Comme chez sa cousine l’Écaille martre (Arctia caja), voici une livrée qui sort de la grisaille habituelle des papillons dits de nuit ! L’éclatant vol rouge orangé de l’Écaille chinée (Euplagia quadripunctaria) saute ainsi aux yeux dans la quiétude de cette fin de matinée.

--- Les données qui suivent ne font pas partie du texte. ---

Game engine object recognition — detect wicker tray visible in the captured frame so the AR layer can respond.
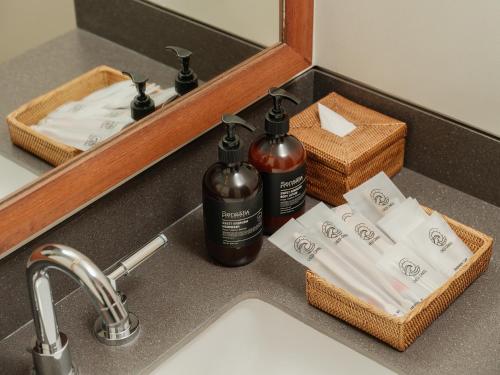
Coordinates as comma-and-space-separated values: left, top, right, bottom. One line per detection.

Le soleil d’août commence à chauffer au dessus des haies. Réputé nocturne, ce grand voilier (60 mm) rechigne à trouver refuge tout le jour au creux d’un buisson. Autant profiter des parfums flottant dans la tiédeur matinale du jardin. La tournée des grands-ducs passe bien sûr par le Buddléia de David. Mais c’est auprès de l’Eupatoire chanvrine que les libations semblent les plus enivrantes.

Au point de se laisser aller à entrouvrir la prudente tenue de camouflage ! Le contraste est alors saisissant entre les flamboyantes ailes postérieures et les larges zébrures noires sur fond jaune pâle des antérieures.  

Un rien suffit cependant pour que le rideau se referme brusquement. Incognito comme par magie. Ou presque. Et si l’alerte persiste, zou ! Un éclair orange et puis plus rien.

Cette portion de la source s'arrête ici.